Securities Technology: PC Video Giving Traders Window on Breaking News

A growing number of bank traders are tuning in video news services on their desktop computers to get an edge in the fast-moving financial markets.

Specially equipped computers bring in video and audio of breaking financial news such as corporate press conferences, as well as interviews with top business executives and government officials.

In the past two years, Dow Jones & Co., National Broadcasting Co., Reuters PLC, Turner Broadcasting Systems' Cable News Network, and other communications powerhouses have launched direct-to-PC video news services aimed mainly at financial firms - whose appetites for information that can affect their markets seems insatiable.

Prices for the services range between $500 and $1,500 a month per trader workstation.

Wall Street firms have long received text-only wire services electronically. But live broadcasts on the computers can often give traders a head start on breaking news that moves a particular company's stock or even entire markets.

"We are overcoming the perception that there's something wrong with watching TV in the office," said Martin Schenker, managing editor of the Dow Jones Investor Network, one of the early entrants into the field. It launched its service late in 1993.

Since the mid-1980s, most banks with trading rooms have installed televisions that are tuned to CNN or the business news cable channel CNBC, but traders rarely watch them, Mr. Schenker asserted. "We felt that much of TV news programming is biased towards entertainment values and not the hard news that traders can make money on."

Editors at Dow Jones Investor Network select two or three events per day to broadcast between 7:30 a.m. and 6 p.m. "We are using our news judgment to pick the stories that are most valuable to our subscribers," Mr. Schenker said.

For example, he said, one recent Dow Jones Investor Network interview with the chairman of Nestle delivered important news regarding a possible merger a full 20 minutes ahead of text-based news services.

Money-center banks, including Chase Manhattan Corp. and Chemical Banking Corp., have installed in their massive trading rooms desktop video technology that displays the moving pictures as a "window" along with other PC applications.

But regional banks have jumped on the multimedia bandwagon as well. For over a year, Princeton, N.J.-based UJB Financial Corp. has had the Dow Jones Investor Network available on its three-person trading desk, said Fernando Garip, vice president and portfolio manager.

"Even from an analytical perspective, the timeliness of receiving information as it happens is critical," said Mr.

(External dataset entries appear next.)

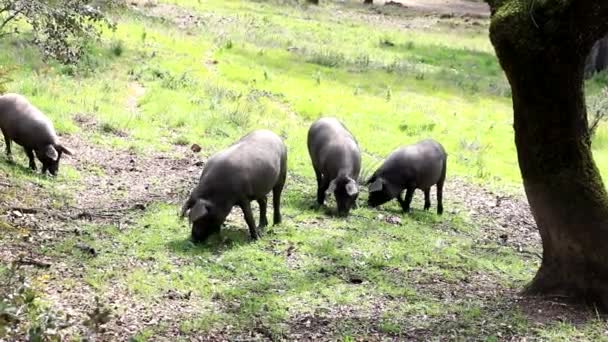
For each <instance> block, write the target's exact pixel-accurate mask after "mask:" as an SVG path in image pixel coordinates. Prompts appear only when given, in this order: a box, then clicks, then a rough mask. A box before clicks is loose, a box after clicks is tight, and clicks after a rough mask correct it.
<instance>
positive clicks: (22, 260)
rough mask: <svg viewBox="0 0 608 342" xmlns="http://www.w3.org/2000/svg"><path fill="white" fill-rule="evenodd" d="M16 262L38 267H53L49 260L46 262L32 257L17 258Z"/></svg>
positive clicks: (22, 264)
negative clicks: (36, 259) (31, 257)
mask: <svg viewBox="0 0 608 342" xmlns="http://www.w3.org/2000/svg"><path fill="white" fill-rule="evenodd" d="M16 263H17V264H20V265H32V266H36V267H40V268H49V267H51V264H50V263H48V262H44V261H40V260H35V259H31V258H27V259H17V261H16Z"/></svg>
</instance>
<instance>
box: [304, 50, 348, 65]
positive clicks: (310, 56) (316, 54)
mask: <svg viewBox="0 0 608 342" xmlns="http://www.w3.org/2000/svg"><path fill="white" fill-rule="evenodd" d="M344 60H345V58H344V54H342V53H339V52H333V51H320V52H314V53H312V55H311V56H310V58H308V60H307V62H308V63H312V64H317V65H321V66H325V67H328V68H336V67H338V66H340V65H342V64H344Z"/></svg>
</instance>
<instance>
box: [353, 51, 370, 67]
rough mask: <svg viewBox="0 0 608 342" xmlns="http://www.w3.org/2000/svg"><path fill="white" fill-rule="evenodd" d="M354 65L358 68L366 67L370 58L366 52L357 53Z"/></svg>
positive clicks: (355, 58) (369, 60) (367, 66)
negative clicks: (359, 67) (369, 57)
mask: <svg viewBox="0 0 608 342" xmlns="http://www.w3.org/2000/svg"><path fill="white" fill-rule="evenodd" d="M355 65H357V66H358V67H360V68H363V69H364V68H368V67H369V65H370V59H369V55H368V54H364V55H359V56H357V58H355Z"/></svg>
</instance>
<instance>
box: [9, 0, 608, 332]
mask: <svg viewBox="0 0 608 342" xmlns="http://www.w3.org/2000/svg"><path fill="white" fill-rule="evenodd" d="M161 3H165V4H167V5H168V6H170V7H168V10H167V11H168V12H167V13H165V14H164V15H165V16H166V17H167V18H171V17H173V16H175V14H179V13H181V12H180V11H187V10H190V11H192V14H193V15H195V16H196V17H199V18H200V19H201V20H202V21H203V22H204V25H203V26H201V27H200V28H196V27H191V26H186V28H181V29H180V28H178V27H177V26H176V25H173V24H171V22H170V21H162V20H160V19H159V18H153V17H151V16H149V15H145V14H142V13H140V12H136V11H131V10H130V11H127V12H124V13H119V14H116V20H117V21H118V24H119V25H118V30H117V31H116V32H106V33H105V35H104V39H103V42H102V44H100V45H99V46H94V47H91V48H90V51H89V54H88V55H87V57H86V58H85V59H84V60H83V61H82V62H81V64H79V65H77V66H70V67H66V66H61V65H58V64H56V63H53V62H44V61H43V60H42V59H41V58H40V56H39V55H38V54H37V53H36V51H35V50H33V49H32V48H31V47H30V46H28V45H27V44H24V43H23V41H22V38H21V37H12V38H7V39H5V40H3V41H0V47H2V49H0V65H8V66H15V67H16V66H18V68H15V70H14V71H13V73H12V74H11V78H12V79H13V80H14V81H13V82H11V83H9V89H10V91H14V92H19V93H23V94H24V95H26V96H27V97H29V98H30V99H31V101H32V102H34V103H35V104H36V105H37V106H38V107H40V109H42V110H43V111H44V112H46V113H47V114H48V116H49V117H51V118H52V120H53V122H54V123H55V126H56V128H57V129H58V131H60V132H61V133H77V134H80V135H81V136H83V137H84V138H85V139H86V140H87V142H88V143H90V144H95V145H100V146H103V147H104V148H108V149H116V150H119V149H120V150H124V149H131V150H135V151H137V152H138V153H142V154H146V153H152V152H155V153H171V151H172V150H173V147H172V146H173V145H190V144H193V143H196V144H199V145H200V146H202V147H203V152H202V153H203V154H205V155H210V154H212V153H213V152H215V151H218V150H220V149H222V148H224V147H226V146H227V145H229V144H230V143H231V142H233V141H234V140H236V139H238V138H239V137H240V136H242V135H243V134H245V133H246V132H248V131H250V130H252V129H255V128H262V127H263V128H269V129H272V130H274V131H275V132H277V133H279V134H281V135H282V136H283V137H284V138H285V142H286V144H287V145H288V148H289V173H290V179H289V182H288V184H287V188H286V193H285V200H284V203H283V208H284V213H285V219H284V221H285V222H284V223H283V224H282V225H279V226H276V227H271V228H269V230H268V231H267V233H266V234H265V236H264V238H263V239H261V240H260V241H258V242H255V243H251V242H250V241H249V238H248V236H247V233H246V229H244V222H243V221H242V219H239V218H237V217H231V218H230V220H229V221H228V222H227V227H226V228H225V229H224V230H223V234H222V238H216V239H215V240H213V241H210V242H209V243H207V244H204V245H194V244H192V243H191V242H190V241H189V240H188V235H189V231H188V228H187V227H186V226H187V225H186V223H185V222H181V221H179V220H177V217H176V212H177V210H178V208H177V205H169V204H162V203H159V204H156V205H153V206H151V207H149V208H147V210H146V212H145V213H144V214H143V215H142V216H141V217H138V218H137V219H136V220H135V221H136V222H135V223H134V224H133V225H132V226H130V227H128V228H126V229H123V228H121V227H117V226H111V225H110V226H103V225H101V226H100V225H93V224H91V225H85V226H83V227H78V228H79V229H81V230H82V231H84V232H86V233H85V234H84V235H83V236H75V237H74V236H72V237H70V236H65V237H64V238H62V239H57V240H56V241H52V242H51V243H49V244H47V245H46V246H45V247H44V248H43V249H42V251H41V252H42V253H43V254H45V255H47V256H49V257H55V258H62V259H63V260H64V262H65V263H66V264H67V265H69V266H70V267H73V268H74V269H79V270H82V274H81V275H82V279H72V278H70V279H65V280H64V281H63V282H62V284H63V285H64V286H68V285H69V286H68V287H69V288H75V287H78V286H84V287H86V288H88V289H91V291H92V292H93V293H95V294H98V295H100V296H101V297H102V298H103V297H105V296H107V295H108V293H119V294H120V295H121V296H123V297H127V298H129V299H130V301H132V303H137V304H138V305H143V306H144V307H152V306H153V305H155V304H157V303H163V304H164V305H166V306H169V307H170V306H171V305H174V304H172V303H171V302H170V301H169V300H167V295H168V293H178V294H181V295H185V294H188V293H191V294H190V296H191V297H190V299H189V301H188V305H190V306H192V307H193V308H194V309H193V310H194V312H195V313H192V312H187V313H180V312H179V310H177V311H178V312H177V313H176V315H178V316H175V317H174V321H172V322H169V323H168V322H164V323H163V324H160V325H158V326H155V327H148V328H145V329H143V330H141V331H140V332H139V333H138V334H137V336H136V340H141V341H143V340H154V336H156V335H157V334H161V335H162V334H163V333H165V332H166V331H169V330H170V328H174V327H175V325H177V326H178V329H179V331H181V332H182V333H184V334H186V335H188V334H190V335H197V336H198V335H199V334H200V335H204V334H205V333H211V332H216V331H220V330H222V328H223V327H226V326H229V327H230V328H229V329H228V330H229V332H228V333H229V334H234V335H239V334H242V335H246V334H247V333H250V332H256V333H260V334H262V335H264V336H266V337H271V338H281V337H286V336H289V334H290V333H291V329H294V327H295V326H297V324H298V322H299V321H298V319H299V318H302V317H303V318H304V320H306V319H309V318H310V319H312V318H314V317H317V318H318V317H321V318H324V319H326V320H330V321H331V324H333V325H332V326H330V327H329V330H330V331H331V335H332V336H333V337H334V338H335V339H341V340H344V341H348V340H352V339H355V338H361V337H362V336H363V337H365V334H366V332H365V331H364V329H362V327H364V326H366V325H371V326H373V327H374V328H375V329H376V330H377V331H380V332H382V333H384V334H386V335H387V336H396V337H405V336H409V335H407V334H408V333H410V332H411V331H417V332H418V333H420V334H421V335H420V336H422V337H423V338H424V336H443V337H452V338H464V339H487V340H501V338H503V337H504V336H511V335H517V336H526V335H528V336H533V337H537V338H542V339H551V340H554V339H555V340H559V339H564V340H567V339H570V338H576V339H591V338H592V337H596V336H599V334H601V332H602V329H605V324H604V323H603V322H601V321H600V320H597V321H591V322H589V323H586V324H583V325H580V324H579V325H577V324H574V323H569V322H564V323H559V324H543V325H541V326H540V327H538V326H537V325H535V324H534V323H533V322H532V321H531V320H530V319H529V318H528V317H527V316H525V315H524V314H523V313H522V312H521V311H520V310H519V309H518V307H517V306H516V305H511V304H510V303H509V301H508V300H506V299H504V298H494V297H492V296H490V295H479V294H478V292H477V291H478V290H479V288H475V286H477V287H479V286H482V285H483V283H484V282H483V281H479V280H477V281H476V280H475V279H474V278H475V277H476V276H479V275H482V276H483V279H485V281H486V282H487V283H488V286H490V287H492V288H494V287H497V288H500V289H501V290H502V291H506V293H512V292H514V291H515V290H516V289H519V288H521V287H523V285H524V284H525V283H526V282H527V281H529V280H530V279H531V278H532V276H533V275H534V272H535V270H536V268H537V267H538V261H537V260H536V259H535V258H534V257H533V256H530V255H526V254H521V253H519V252H518V251H517V250H516V249H514V248H512V247H507V246H503V245H501V244H499V243H498V242H493V241H490V240H488V239H485V238H484V236H483V234H484V232H483V230H482V227H480V226H479V225H478V224H479V223H476V222H471V220H470V219H469V218H468V217H467V216H466V214H447V215H444V216H443V217H437V216H435V215H434V214H432V213H426V212H421V211H415V212H414V214H413V215H409V216H403V215H401V213H400V211H399V207H398V205H397V204H396V203H391V204H390V205H386V206H384V208H383V209H382V211H380V212H378V211H376V210H369V209H367V208H360V209H357V210H355V211H354V212H353V214H354V215H352V216H351V217H349V218H348V219H337V218H333V217H329V216H327V215H325V213H324V212H322V211H313V210H311V209H310V205H311V204H312V203H313V201H314V198H313V196H314V192H315V189H314V187H313V184H314V180H313V172H312V168H311V166H310V161H309V157H308V154H307V150H306V147H305V146H306V143H305V139H306V132H307V129H308V125H309V124H310V123H311V122H312V121H313V120H314V119H316V118H318V117H320V116H323V115H334V116H337V117H339V118H340V119H342V120H343V121H344V122H345V123H346V125H347V126H348V127H349V129H350V130H351V131H352V132H353V133H354V134H355V136H356V137H357V139H358V140H359V142H360V144H361V147H362V149H363V150H364V151H365V154H364V167H365V168H366V169H370V170H371V169H373V168H374V167H375V166H376V165H377V164H378V162H379V161H380V160H381V159H382V157H383V156H385V155H387V154H388V153H390V151H392V150H393V149H394V148H396V147H397V146H400V145H403V144H408V143H413V142H415V141H417V140H419V139H422V138H426V137H434V138H435V139H437V140H439V141H440V142H441V143H442V144H443V145H444V146H445V147H446V149H447V151H448V153H449V156H450V157H449V166H448V169H449V171H448V172H449V176H448V177H450V178H451V177H455V176H458V177H460V178H466V179H467V180H469V181H471V182H477V183H482V184H484V185H485V186H487V187H489V188H493V189H501V190H502V191H507V192H510V191H515V192H517V191H519V189H520V188H519V183H520V175H519V169H518V166H517V158H516V154H515V148H514V144H513V131H512V116H511V101H510V90H509V87H508V84H507V82H506V80H505V78H504V76H503V74H502V71H501V69H500V67H499V65H498V63H497V61H496V58H495V56H494V54H493V50H492V47H491V45H490V42H489V41H488V39H487V31H486V29H485V28H482V29H479V28H477V27H467V26H462V25H461V26H458V28H457V29H451V28H446V27H444V26H442V25H432V26H431V27H430V28H428V29H416V28H410V29H400V30H396V29H395V28H394V27H391V26H387V25H374V24H373V22H370V21H369V20H367V19H365V17H366V16H368V15H372V14H370V13H367V12H365V10H363V9H362V8H361V7H358V5H357V6H355V5H352V6H350V7H349V6H346V7H340V6H339V5H336V4H328V5H325V6H322V7H320V8H314V7H306V6H288V5H277V3H276V2H270V3H266V2H257V1H220V0H210V1H189V0H171V1H161ZM361 11H364V12H363V15H360V14H361ZM366 13H367V14H366ZM408 18H409V17H408V16H407V15H405V14H404V16H395V17H394V18H393V19H394V20H403V21H407V20H408ZM605 78H606V75H599V76H597V77H596V78H594V79H593V80H591V81H589V83H588V90H589V92H590V93H595V92H598V91H599V89H600V88H601V86H602V85H603V84H605ZM138 87H141V88H143V89H144V91H143V93H138V90H137V89H138ZM79 115H85V116H90V117H93V118H94V119H95V120H96V121H97V123H98V125H97V126H96V129H95V130H93V131H84V130H82V129H81V128H80V127H79V125H78V124H77V122H76V120H75V118H76V117H77V116H79ZM606 141H608V130H607V128H606V127H605V126H601V127H600V129H599V130H598V133H597V136H596V137H595V141H594V147H595V150H594V153H595V157H596V160H597V162H598V166H599V169H600V170H602V172H605V171H604V170H608V148H607V147H608V144H606V143H605V142H606ZM15 152H16V153H15V155H16V158H15V159H16V164H15V165H9V164H7V163H5V162H1V163H0V173H1V174H2V175H3V176H6V178H8V179H11V181H12V182H15V183H16V184H35V185H38V186H40V187H41V188H42V189H44V190H42V191H44V192H47V193H49V194H51V195H52V196H53V197H54V198H55V205H57V206H60V204H61V203H69V202H70V200H71V199H72V196H75V195H74V194H70V193H69V189H75V188H78V186H79V185H80V181H81V180H82V179H83V177H87V176H91V175H98V174H103V173H104V170H103V169H101V168H99V167H96V166H91V167H90V168H88V169H86V170H85V171H81V172H78V171H76V170H75V169H72V168H69V167H63V168H62V170H61V173H60V177H59V178H58V179H55V180H50V179H48V178H46V177H43V176H39V175H35V174H33V173H31V172H29V171H28V170H27V169H26V168H25V167H24V165H27V162H26V160H25V157H23V155H22V154H21V153H20V151H17V150H16V151H15ZM176 172H178V171H176ZM604 176H606V175H604ZM604 178H605V177H604ZM19 189H20V188H19V187H14V188H11V189H9V193H8V199H9V200H12V199H17V198H18V199H19V200H20V201H21V202H22V203H24V205H28V204H29V203H32V205H33V204H34V203H36V201H35V198H31V199H30V198H28V197H27V196H22V194H21V193H20V190H19ZM32 196H34V195H32ZM364 196H365V195H364ZM419 200H420V199H417V201H419ZM416 205H417V206H418V207H420V203H417V204H416ZM447 206H448V207H449V206H450V204H448V205H447ZM378 214H382V215H385V216H386V215H396V216H399V217H400V218H401V219H402V224H401V225H394V224H390V223H386V222H385V221H384V220H383V219H381V218H379V217H378ZM0 228H2V227H1V226H0ZM2 229H3V228H2ZM0 241H1V240H0ZM83 241H84V242H86V243H87V244H89V245H91V246H92V247H94V248H95V249H96V250H97V251H99V256H97V257H95V258H90V257H87V256H86V255H84V253H82V252H81V251H79V250H78V249H75V248H74V246H75V244H77V243H80V242H83ZM125 270H128V272H125ZM4 273H6V272H5V268H4V267H3V266H1V265H0V280H1V277H2V274H4ZM80 282H82V284H81V283H80ZM469 282H471V283H472V284H473V285H471V286H473V289H467V287H466V286H464V285H463V284H465V283H466V284H468V283H469ZM66 284H67V285H66ZM482 289H483V286H482ZM449 291H457V292H458V291H462V292H465V294H470V295H466V296H459V295H458V294H462V293H460V292H459V293H458V294H455V295H450V294H449ZM509 291H510V292H509ZM500 293H504V292H500ZM446 296H447V297H446ZM340 310H346V313H344V312H340ZM340 314H343V315H344V317H341V316H340ZM179 315H182V316H179ZM166 324H172V325H174V326H173V327H169V326H167V325H166ZM312 324H321V323H315V322H313V323H312ZM302 329H304V328H302Z"/></svg>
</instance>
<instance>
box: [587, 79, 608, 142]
mask: <svg viewBox="0 0 608 342" xmlns="http://www.w3.org/2000/svg"><path fill="white" fill-rule="evenodd" d="M587 115H588V120H589V134H590V135H591V136H593V135H594V134H595V131H596V130H597V127H598V126H599V125H600V122H602V121H606V119H608V88H604V89H602V91H601V92H599V93H598V94H596V95H594V96H591V97H590V98H588V99H587Z"/></svg>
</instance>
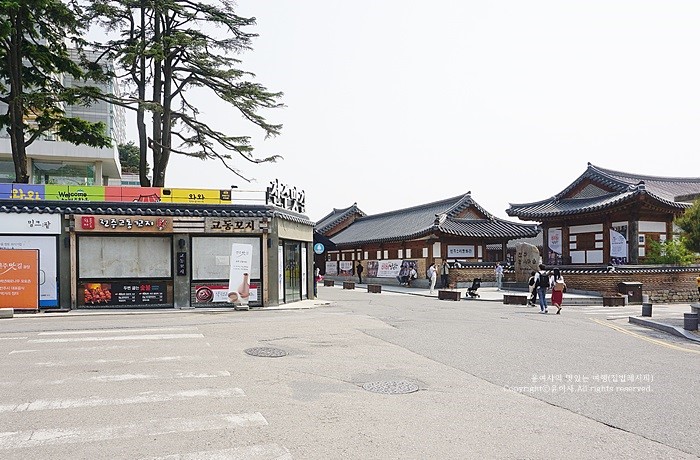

Garip, who helps manage the $16 billion-asset bank's portfolio of fixed-income securities and equities. "It also saves us money because we don't have to fly all over the country to attend trade shows or corporate briefings."

Mr. Garip also likes the unfiltered nature of the information being delivered to the bank's desktop computers by Dow Jones. "The regular business news programs are more sensationalistic - they're formatted more for mass consumption," he noted. "Sometimes we can learn a lot more when we get all the boring details."